São vinte anos de idade. Há muito que se comporta como se a maioridade possuísse. Apresenta-se com uma cintura fina, tronco forte e largo. Elegantemente coberta. Veste-se diferente, um verde claro constante. Uma beleza exuberante! Quem a conhece apaixona-se à primeira vista. Diferente de todas as outras, é silenciosa. Prefere ser observada.  Transmite tranquila alegria. Muitos foram os homens que se apaixonaram. Mesmo assim, as mulheres não sentem ciúmes. Pelo contrário, nutrem um sentimento de admiração e incentivam a paixão. Reside numa praça, no alto do morro do bairro Gilberto Machado, morava com os macacos e cuidava como seus filhos, eles se foram (por isso, também chamada, Praça dos Macacos). Protege a praça dos ventos, da chuva e do sol. Pela manhã com os primeiros raios de luz podemos ver os reflexos em seu tronco esverdeado. O ir e vir dos macacos cativava as crianças, adolescentes e adultos que procuravam descanso. Foi na busca de descanso que encontrei um morador antigo aproveitando o regalo de fim de tarde em uma das partes da grande árvore. Falou do nascimento, na verdade uma muda trazida de uma das viagens de empresário cachoeirense, que a ele juntou-se um médico, e juntos a plantaram no local. Como em um parto, a irmã gêmea, a outra muda, foi transportada para o final da Beira-Rio. Daquele dia em diante, Jonas, o morador antigo, tornou-se guardião da Samarina. Nome estranho que o Jonas aprendeu anos depois, com um estrangeiro entendido do assunto.
Algum tempo atrás, após vento forte e arrasador, parte do corpo tombou, pensaram no fim da Samarina, foi contida com uma “tipóia”. Uma operação realizada pelos moradores, que na ocasião eram poucos. Sorte nossa, cresceram ramos fortes, rentes a terra. Hoje, seus ramos e galhos permitem um passeio pelo seu interior. Sementes e flores são admiradas – são os Samalheiros. A força de seus ramos, a delicadeza de suas sementes, traz a harmonia e nos faz voltar ao tempo de infância. Ao lado da casa onde nasci: pés de carambolas; na rua que chegava ao mar, o de jenipapo; junto às pedras do mar do Cais do Avião, as mangueiras... A Praça dos Macacos que abriga nossa árvore australiana, apesar da admiração que desperta, pode desaparecer. De tudo que se observa na árvore, o melhor é sentir a liberdade de se sentar à sua sombra. Na Praça da Samarina caminha-se em sua volta como um grande abraço. Sente-se seu perfume, admira-se sua altura, seu porte, sua resistência às intempéries. À sombra dessa árvore é possível pensar em coisas simples e boas. Dia desses, uma boa notícia, dois pequenos macacos (Saguis) encontravam-se pendurados nos fios que encobrem a Avenida Francisco Lacerda de Aguiar. A volta dos Saguis significa vida longa para a nossa Samarina e alegria para a nossa praça.

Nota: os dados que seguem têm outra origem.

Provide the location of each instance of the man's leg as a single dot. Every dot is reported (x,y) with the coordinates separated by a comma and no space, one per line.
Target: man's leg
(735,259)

Sergio Damião Santana Moraes


Um pouco de poesia...

De Augusto dos Anjos, Versos íntimos: “Vês! Ninguém assistiu ao formidável/ Enterro de tua última quimera./ Somente a Ingratidão – esta pantera -/ foi tua companheira inseparável!/ Acostuma-te à lama que te espera!/ O homem, que, nesta terra miserável,/ Mora, entre feras, sente inevitável/ Necessidade de também ser fera/ Toma um fósforo. Acende teu cigarro!/ O beijo, amigo, é a véspera do escarro,/ A mão que afaga é a mesma que apedreja./ Se a alguém causa inda pena a tua chaga,/ Apedreja essa mão vil que te afaga,/ Escarra nessa boca que te beija!”